Je vais donc publier, chapitres après chapitres, mon deuxième roman, » Voyage contre la vitre ». C’est ce manuscrit qui fut « repéré » il y a un peu plus de vingt ans, par le directeur littéraire de Grasset, aujourd’hui disparu Yves Berger…

Marc a passé une partie de l’après midi à écouter Armand. Il ne l’a pas interrompu. Armand a besoin de raconter. Il a besoin d’ouvrir la cage. Il faut que les mots s’échappent, ils ne doivent plus pourrir en lui. Ces mots, Marc les saisit et les enferme sur une bande magnétique. Il les laissera reposer quelques jours et les libérera pour une autre existence.
Quand un entretien s’achève, Marc aime rester seul. Il laisse pénétrer ce qu’il vient de subir. Il travaille les paroles, les pétrit, les transforme. Aujourd’hui il ne recevra plus personne.

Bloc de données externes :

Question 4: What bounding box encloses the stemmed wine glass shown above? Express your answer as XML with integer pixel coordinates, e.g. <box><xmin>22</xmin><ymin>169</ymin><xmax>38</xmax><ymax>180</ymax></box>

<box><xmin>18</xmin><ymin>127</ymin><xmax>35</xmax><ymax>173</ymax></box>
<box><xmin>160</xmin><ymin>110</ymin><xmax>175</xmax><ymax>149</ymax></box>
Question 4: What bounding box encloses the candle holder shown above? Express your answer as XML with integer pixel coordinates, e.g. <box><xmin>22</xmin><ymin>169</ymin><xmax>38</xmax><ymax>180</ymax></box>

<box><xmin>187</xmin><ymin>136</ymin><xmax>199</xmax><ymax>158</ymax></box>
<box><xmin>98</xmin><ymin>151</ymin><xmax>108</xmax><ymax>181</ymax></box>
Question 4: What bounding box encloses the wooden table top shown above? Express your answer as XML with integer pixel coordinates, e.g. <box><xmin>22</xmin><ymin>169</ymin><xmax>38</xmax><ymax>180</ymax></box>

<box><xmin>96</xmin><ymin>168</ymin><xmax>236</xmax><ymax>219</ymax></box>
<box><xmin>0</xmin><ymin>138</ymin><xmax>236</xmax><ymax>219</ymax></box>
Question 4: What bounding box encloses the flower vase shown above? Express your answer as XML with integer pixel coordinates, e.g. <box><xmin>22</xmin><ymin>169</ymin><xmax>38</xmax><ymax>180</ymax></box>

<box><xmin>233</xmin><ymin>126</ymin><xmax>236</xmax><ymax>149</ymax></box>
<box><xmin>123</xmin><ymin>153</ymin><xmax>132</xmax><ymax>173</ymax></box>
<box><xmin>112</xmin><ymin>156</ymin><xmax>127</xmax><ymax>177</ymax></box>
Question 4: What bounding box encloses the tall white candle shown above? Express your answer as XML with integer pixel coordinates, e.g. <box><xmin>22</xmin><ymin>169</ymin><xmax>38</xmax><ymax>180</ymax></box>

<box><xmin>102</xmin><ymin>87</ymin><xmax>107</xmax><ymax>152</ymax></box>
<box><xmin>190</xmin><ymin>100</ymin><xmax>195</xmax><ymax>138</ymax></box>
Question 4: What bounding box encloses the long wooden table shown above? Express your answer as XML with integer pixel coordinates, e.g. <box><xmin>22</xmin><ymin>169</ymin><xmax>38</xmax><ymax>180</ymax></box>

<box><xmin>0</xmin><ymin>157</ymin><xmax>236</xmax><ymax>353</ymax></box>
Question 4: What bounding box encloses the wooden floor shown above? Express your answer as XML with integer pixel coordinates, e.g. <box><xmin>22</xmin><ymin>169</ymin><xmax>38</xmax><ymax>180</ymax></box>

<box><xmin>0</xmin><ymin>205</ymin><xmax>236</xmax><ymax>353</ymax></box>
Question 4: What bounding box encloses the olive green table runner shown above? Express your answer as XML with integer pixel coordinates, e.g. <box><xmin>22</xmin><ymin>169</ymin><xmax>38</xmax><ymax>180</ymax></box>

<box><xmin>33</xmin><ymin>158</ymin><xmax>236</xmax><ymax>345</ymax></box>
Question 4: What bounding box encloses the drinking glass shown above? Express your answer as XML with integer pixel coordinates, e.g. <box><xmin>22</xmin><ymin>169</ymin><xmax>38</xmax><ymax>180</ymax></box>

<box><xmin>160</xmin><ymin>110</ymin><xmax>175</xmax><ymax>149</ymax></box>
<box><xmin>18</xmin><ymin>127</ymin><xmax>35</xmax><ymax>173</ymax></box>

Il doit mettre de l’ordre, se préparer à terminer le voyage. Armand est sorti. Il le verra demain et ce sera fini. Il faudra s’occuper des autres, les nouveaux qui entrent, les anciens qui partiront.

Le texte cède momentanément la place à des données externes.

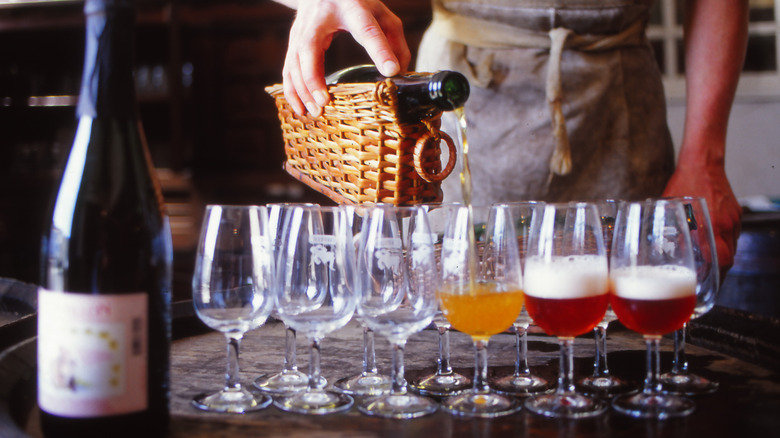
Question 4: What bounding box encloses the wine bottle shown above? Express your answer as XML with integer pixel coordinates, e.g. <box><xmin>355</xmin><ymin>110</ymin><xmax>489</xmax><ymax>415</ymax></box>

<box><xmin>37</xmin><ymin>0</ymin><xmax>173</xmax><ymax>438</ymax></box>
<box><xmin>326</xmin><ymin>65</ymin><xmax>470</xmax><ymax>121</ymax></box>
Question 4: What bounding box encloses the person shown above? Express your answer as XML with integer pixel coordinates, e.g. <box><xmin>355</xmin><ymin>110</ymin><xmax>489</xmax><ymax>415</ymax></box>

<box><xmin>277</xmin><ymin>0</ymin><xmax>748</xmax><ymax>278</ymax></box>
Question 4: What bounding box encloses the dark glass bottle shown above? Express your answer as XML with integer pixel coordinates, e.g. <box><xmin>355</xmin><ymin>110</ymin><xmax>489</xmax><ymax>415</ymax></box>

<box><xmin>38</xmin><ymin>0</ymin><xmax>173</xmax><ymax>438</ymax></box>
<box><xmin>326</xmin><ymin>65</ymin><xmax>470</xmax><ymax>121</ymax></box>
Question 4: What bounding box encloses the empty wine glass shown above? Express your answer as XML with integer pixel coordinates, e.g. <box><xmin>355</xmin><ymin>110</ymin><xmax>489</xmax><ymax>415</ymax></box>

<box><xmin>409</xmin><ymin>203</ymin><xmax>471</xmax><ymax>397</ymax></box>
<box><xmin>660</xmin><ymin>196</ymin><xmax>720</xmax><ymax>395</ymax></box>
<box><xmin>525</xmin><ymin>202</ymin><xmax>609</xmax><ymax>418</ymax></box>
<box><xmin>579</xmin><ymin>199</ymin><xmax>632</xmax><ymax>396</ymax></box>
<box><xmin>490</xmin><ymin>201</ymin><xmax>550</xmax><ymax>395</ymax></box>
<box><xmin>192</xmin><ymin>205</ymin><xmax>275</xmax><ymax>413</ymax></box>
<box><xmin>274</xmin><ymin>206</ymin><xmax>355</xmax><ymax>414</ymax></box>
<box><xmin>610</xmin><ymin>200</ymin><xmax>696</xmax><ymax>419</ymax></box>
<box><xmin>355</xmin><ymin>205</ymin><xmax>438</xmax><ymax>418</ymax></box>
<box><xmin>333</xmin><ymin>205</ymin><xmax>393</xmax><ymax>396</ymax></box>
<box><xmin>438</xmin><ymin>205</ymin><xmax>523</xmax><ymax>417</ymax></box>
<box><xmin>253</xmin><ymin>203</ymin><xmax>316</xmax><ymax>394</ymax></box>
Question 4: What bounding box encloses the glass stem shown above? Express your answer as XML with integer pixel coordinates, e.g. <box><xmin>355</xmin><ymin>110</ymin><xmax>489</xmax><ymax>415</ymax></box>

<box><xmin>436</xmin><ymin>325</ymin><xmax>452</xmax><ymax>375</ymax></box>
<box><xmin>392</xmin><ymin>342</ymin><xmax>406</xmax><ymax>395</ymax></box>
<box><xmin>557</xmin><ymin>338</ymin><xmax>574</xmax><ymax>395</ymax></box>
<box><xmin>593</xmin><ymin>324</ymin><xmax>609</xmax><ymax>377</ymax></box>
<box><xmin>363</xmin><ymin>326</ymin><xmax>379</xmax><ymax>376</ymax></box>
<box><xmin>474</xmin><ymin>339</ymin><xmax>490</xmax><ymax>394</ymax></box>
<box><xmin>643</xmin><ymin>336</ymin><xmax>661</xmax><ymax>394</ymax></box>
<box><xmin>225</xmin><ymin>333</ymin><xmax>243</xmax><ymax>391</ymax></box>
<box><xmin>283</xmin><ymin>327</ymin><xmax>298</xmax><ymax>372</ymax></box>
<box><xmin>518</xmin><ymin>325</ymin><xmax>531</xmax><ymax>376</ymax></box>
<box><xmin>309</xmin><ymin>338</ymin><xmax>322</xmax><ymax>390</ymax></box>
<box><xmin>672</xmin><ymin>322</ymin><xmax>688</xmax><ymax>374</ymax></box>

Alors Marc pleure. Sans larmes, parce que le sel pique les yeux. Il pleure en dedans parce qu’il sait qu’il a réussi. Il pleure. Armand va lui manquer.
Cette nuit il rêvera. Cette nuit l’histoire d’Armand entrera en lui, elle croisera d’autres mondes, d’autres souvenirs. Elle croisera cet enfant qu’il avait voulu être.